As a nurse, I see the effects of obesity every day in my job. People with complications from Type 2 diabetes suffer the very real effects of high blood sugar every day. It’s true that type 2 diabetes can be reversed by diet and exercise and I’ve seen people who have done it by changing how they eat and by shifting away from things like sodas and fast food. Type 2 is largely a disease that is preventable by lifestyle.
I’ve seen studies where regular soda drinkers can lose 20 pounds in a year by making no other changes to their diet or lifestyle than drinking water instead of pop.
The average person requires 64 – 90 ounces of water per day. Very few people actually drink that much water. It’s ironic that the daily water needs of a person are the same ounces as that of a Double Gulp.

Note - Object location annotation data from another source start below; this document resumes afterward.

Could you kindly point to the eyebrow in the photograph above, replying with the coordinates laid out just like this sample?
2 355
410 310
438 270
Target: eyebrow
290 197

Is soda the enemy? There’s nothing in it that is necessary to sustain life. But if someone likes the taste and it goes well with a burger and fries, then why not have some, once in a while? My grandmother, who lived to be 102, always said, “Moderation in all things.”
I think that Bloomberg is onto something here, if for no other reason than it makes us realize how big a Big Gulp really is and how much sugar and non-nutrients we’re taking in at one time. Sixteen ounces is still a lot of soda.
If people who are inclined to order a 64-ounce pop would take the same size container and fill it with water instead, wouldn’t that be the best choice of all?
It will be interesting to read the arguments for and against Bloomberg’s proposed ban on supersized drinks.